Pin Configuration Overview

You work with a chip that has 48 pins. You find 37 pins for general-purpose input/output (GPIO). You also get 10 pins for analog input. Some pins have special functions, like reset and boot. The table below helps you see how these pins are distributed:

You use these pins to connect sensors, displays, and other devices. You can control LEDs, read switches, or send signals to motors. The STM32F103C8T6 Microcontroller gives you flexibility for many projects.

GPIO and Alternate Functions

You use GPIO pins to read digital signals or send them out. You can set each pin as input or output. Many pins support alternate functions. You switch a pin from basic GPIO to a special role, like UART, SPI, I2C, or PWM. This lets you connect to other chips or modules.

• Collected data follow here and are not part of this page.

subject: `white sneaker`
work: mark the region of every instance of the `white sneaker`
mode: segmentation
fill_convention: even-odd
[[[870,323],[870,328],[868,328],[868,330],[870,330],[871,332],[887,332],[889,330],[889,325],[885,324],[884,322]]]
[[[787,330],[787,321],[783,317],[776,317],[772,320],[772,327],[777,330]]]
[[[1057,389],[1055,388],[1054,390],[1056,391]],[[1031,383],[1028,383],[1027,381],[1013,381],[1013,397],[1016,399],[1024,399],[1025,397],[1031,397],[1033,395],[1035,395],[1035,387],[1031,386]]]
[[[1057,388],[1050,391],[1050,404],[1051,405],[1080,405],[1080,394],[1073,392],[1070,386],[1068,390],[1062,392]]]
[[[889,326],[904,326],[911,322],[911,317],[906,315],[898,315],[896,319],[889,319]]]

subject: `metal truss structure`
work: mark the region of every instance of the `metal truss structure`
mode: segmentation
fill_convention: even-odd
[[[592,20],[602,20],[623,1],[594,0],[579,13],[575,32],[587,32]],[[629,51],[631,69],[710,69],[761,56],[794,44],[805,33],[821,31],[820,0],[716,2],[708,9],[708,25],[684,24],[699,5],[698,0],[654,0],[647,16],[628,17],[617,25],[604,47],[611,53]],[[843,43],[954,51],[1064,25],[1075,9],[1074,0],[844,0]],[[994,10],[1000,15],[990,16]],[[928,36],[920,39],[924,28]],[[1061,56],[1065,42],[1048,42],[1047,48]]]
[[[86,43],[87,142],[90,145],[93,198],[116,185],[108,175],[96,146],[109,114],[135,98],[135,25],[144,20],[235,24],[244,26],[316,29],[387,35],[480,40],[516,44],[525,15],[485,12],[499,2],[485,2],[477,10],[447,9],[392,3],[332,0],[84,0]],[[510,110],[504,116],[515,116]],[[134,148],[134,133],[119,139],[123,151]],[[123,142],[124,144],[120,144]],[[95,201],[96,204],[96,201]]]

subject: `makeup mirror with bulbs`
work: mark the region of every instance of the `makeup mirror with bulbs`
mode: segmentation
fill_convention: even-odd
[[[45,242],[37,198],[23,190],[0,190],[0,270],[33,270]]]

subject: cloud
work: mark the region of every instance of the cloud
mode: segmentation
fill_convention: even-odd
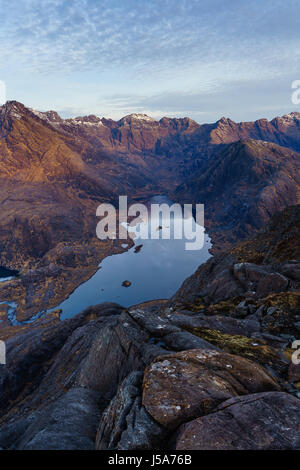
[[[291,80],[244,80],[216,86],[210,91],[175,91],[156,94],[112,94],[77,107],[58,108],[64,118],[96,114],[115,120],[131,113],[145,113],[156,119],[191,117],[199,123],[215,122],[221,116],[234,121],[272,119],[291,111]],[[45,110],[45,109],[44,109]],[[299,111],[299,110],[298,110]]]
[[[259,107],[284,108],[289,82],[300,78],[299,0],[0,0],[0,6],[0,79],[10,99],[65,115],[245,119]]]
[[[268,80],[241,80],[220,84],[209,91],[168,92],[154,95],[114,94],[99,100],[98,109],[107,110],[108,116],[121,117],[140,112],[152,117],[189,116],[198,122],[211,122],[225,115],[233,120],[273,118],[290,112],[289,77]]]
[[[291,64],[296,54],[294,65],[299,59],[292,0],[232,0],[230,8],[224,0],[1,3],[0,63],[34,73],[131,67],[155,74],[195,64],[225,68],[246,57],[253,67],[278,70],[286,57]]]

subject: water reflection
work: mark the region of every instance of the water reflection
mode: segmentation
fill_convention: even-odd
[[[150,202],[170,204],[161,196]],[[185,237],[174,239],[174,230],[178,232],[184,224],[187,224]],[[210,238],[203,227],[197,226],[191,214],[185,220],[174,216],[167,222],[158,217],[152,216],[151,220],[143,217],[129,230],[136,235],[135,246],[125,253],[105,258],[95,275],[57,307],[62,309],[62,318],[69,318],[87,306],[101,302],[117,302],[128,307],[147,300],[168,298],[210,257]],[[171,238],[165,239],[163,234],[168,230]],[[188,251],[186,243],[195,230],[202,235],[203,248]],[[149,237],[150,233],[155,233],[155,239]],[[129,284],[124,285],[124,281],[129,281]]]

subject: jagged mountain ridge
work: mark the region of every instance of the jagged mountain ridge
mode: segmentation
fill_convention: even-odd
[[[169,157],[173,159],[173,164],[176,161],[177,172],[182,170],[184,176],[189,171],[200,168],[220,146],[239,140],[251,138],[273,142],[296,151],[300,149],[300,113],[290,113],[272,121],[259,119],[241,123],[222,117],[214,124],[200,125],[187,117],[163,117],[157,121],[144,114],[131,114],[119,121],[94,115],[62,119],[56,111],[39,112],[12,101],[0,108],[2,133],[5,129],[7,132],[3,115],[9,114],[7,110],[10,108],[15,109],[11,111],[14,116],[25,113],[41,119],[63,134],[69,145],[77,144],[81,156],[84,157],[88,152],[89,161],[93,158],[104,159],[105,154],[97,154],[99,149],[135,157],[137,154],[156,155],[160,157],[160,164],[164,164],[166,157]],[[83,143],[88,150],[82,149]]]
[[[260,228],[276,210],[298,202],[299,156],[286,147],[298,148],[299,123],[299,113],[272,121],[260,119],[239,124],[221,118],[215,124],[204,125],[189,118],[157,121],[144,114],[132,114],[119,121],[94,115],[62,119],[55,111],[38,112],[16,101],[8,102],[0,108],[3,200],[7,204],[6,193],[11,180],[17,181],[19,191],[21,184],[26,186],[26,193],[33,185],[34,193],[38,194],[40,189],[48,201],[50,194],[61,194],[62,204],[63,193],[70,192],[70,199],[74,198],[75,205],[79,206],[84,202],[91,206],[93,200],[113,202],[119,194],[142,197],[147,192],[160,190],[172,194],[179,185],[175,197],[180,202],[207,205],[210,229],[214,229],[212,225],[226,224],[232,231],[234,218],[240,219],[240,212],[249,205],[250,199],[252,213],[249,215],[247,207],[243,220],[238,220],[240,227],[233,228],[236,233],[233,236],[225,233],[223,237],[225,242],[233,241],[249,234],[247,225]],[[252,140],[242,146],[235,144],[241,139]],[[285,150],[272,147],[267,141],[285,144]],[[252,154],[263,153],[263,158],[256,160],[256,170],[253,158],[249,158],[250,147],[253,147]],[[238,151],[233,161],[228,156],[235,148]],[[274,175],[269,174],[268,169],[276,166],[275,153],[281,169],[276,172],[274,182]],[[272,165],[268,159],[273,161]],[[287,166],[284,171],[283,166]],[[248,170],[252,180],[247,177]],[[244,178],[246,191],[241,191],[238,181],[234,183],[240,186],[237,191],[224,189],[224,184],[232,181],[233,171],[237,172],[237,179]],[[280,198],[272,197],[274,184],[281,186]],[[262,188],[261,196],[268,200],[268,207],[253,208],[259,197],[254,193]],[[218,199],[220,191],[221,200]],[[242,199],[245,200],[242,202]],[[228,208],[224,209],[224,205]]]
[[[163,166],[171,160],[172,177],[177,181],[178,175],[183,179],[201,170],[220,147],[239,140],[261,140],[300,151],[297,112],[271,121],[236,123],[222,117],[216,123],[201,125],[188,117],[155,120],[145,114],[131,114],[119,121],[94,115],[61,119],[54,111],[38,115],[62,132],[87,139],[96,147],[158,155]]]
[[[123,151],[155,151],[157,143],[175,133],[190,133],[197,127],[189,118],[162,118],[131,114],[119,121],[95,115],[62,119],[55,111],[37,112],[38,117],[66,134],[77,135],[106,148]]]
[[[172,192],[179,185],[175,194],[180,202],[209,204],[210,224],[214,214],[216,223],[228,219],[228,210],[224,211],[222,203],[227,204],[232,194],[223,194],[225,202],[222,203],[216,202],[216,198],[224,189],[222,180],[223,183],[232,181],[233,171],[237,178],[244,178],[243,184],[247,186],[246,192],[237,191],[239,206],[242,198],[252,197],[256,203],[257,198],[254,194],[251,196],[251,192],[274,184],[274,175],[268,173],[272,165],[280,163],[281,168],[286,165],[285,181],[280,182],[286,192],[282,201],[274,202],[274,207],[269,204],[262,220],[254,214],[249,221],[259,228],[274,211],[298,202],[299,156],[282,150],[282,144],[285,148],[298,148],[299,123],[299,113],[272,121],[260,119],[239,124],[221,118],[215,124],[204,125],[189,118],[156,121],[144,114],[132,114],[119,121],[94,115],[62,119],[55,111],[38,112],[12,101],[0,108],[0,178],[5,177],[4,192],[10,180],[35,187],[62,183],[63,189],[67,186],[73,194],[76,191],[81,200],[100,197],[114,201],[122,193],[142,195],[145,188],[150,193],[159,189]],[[251,141],[235,147],[234,143],[241,139]],[[268,142],[281,144],[281,149]],[[249,158],[250,147],[253,155],[263,154],[255,165],[255,156],[252,160]],[[238,151],[233,161],[228,155],[235,148]],[[293,165],[291,160],[294,160]],[[248,171],[252,179],[247,177]],[[278,175],[283,177],[283,173],[282,170],[276,172],[276,184]],[[270,181],[265,181],[268,179]],[[236,183],[238,181],[234,185]],[[197,187],[201,185],[203,188],[199,191]],[[271,195],[263,196],[272,199]],[[212,207],[212,200],[219,208]],[[247,200],[238,210],[245,204]],[[231,218],[236,216],[233,211]],[[242,234],[243,229],[240,232]]]
[[[188,117],[163,117],[156,120],[146,114],[137,113],[125,116],[119,121],[114,121],[106,118],[101,119],[95,115],[62,119],[55,111],[33,112],[41,119],[65,132],[76,133],[76,128],[78,130],[81,126],[86,127],[87,133],[87,129],[92,133],[97,129],[103,145],[123,145],[128,150],[154,149],[157,145],[155,138],[161,140],[174,133],[194,134],[193,137],[197,137],[198,141],[212,145],[228,144],[241,139],[252,138],[300,150],[300,113],[297,112],[278,116],[271,121],[258,119],[254,122],[236,123],[229,118],[222,117],[213,124],[198,124]],[[145,131],[146,135],[149,128],[151,128],[152,138],[148,141],[144,138],[142,145],[142,139],[139,141],[138,137],[140,136],[136,131]],[[111,132],[107,132],[108,130]]]

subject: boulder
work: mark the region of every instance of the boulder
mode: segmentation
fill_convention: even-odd
[[[300,281],[300,263],[287,263],[281,268],[284,276],[287,276],[296,281]]]
[[[236,397],[181,426],[177,450],[300,448],[300,400],[282,392]]]
[[[266,297],[269,294],[284,292],[289,285],[288,279],[279,273],[270,273],[260,279],[257,284],[257,297]]]
[[[280,387],[260,365],[195,349],[158,357],[146,368],[142,404],[159,424],[174,429],[230,397],[269,390]]]
[[[280,273],[271,272],[270,266],[236,263],[233,266],[233,273],[245,291],[255,292],[257,297],[285,291],[289,285],[288,279]]]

Here is a quick look at some key pin functions:

Tip: You can change a pin’s function in your code. This helps you use the same hardware for different tasks.

You find that alternate functions make your design more powerful. You can use one pin for communication or control, depending on your needs.

Analog Inputs and Special Pins

You use analog input pins to read signals from sensors. These pins measure voltage and convert it to a digital value. The STM32F103C8T6 Microcontroller gives you 10 analog input pins. You get 12-bit resolution, which means you can measure values from 0 to 4095.

You connect temperature sensors, light sensors, or other analog devices to these pins. You also find special pins for reset and boot. These pins help you start or program the chip.

Note: You should use analog pins for signals that change smoothly, like temperature or light.

Power and Ground Pins

You power the STM32F103C8T6 Microcontroller with a voltage between 2.0V and 3.6V. You connect the ground pin (VSS) to your circuit’s ground. The table below shows the main power details:

You want your design to use less power. The chip supports different modes. You see how much power each mode uses in the chart below:

Tip: You save battery life by using standby or shutdown modes when your project does not need full power.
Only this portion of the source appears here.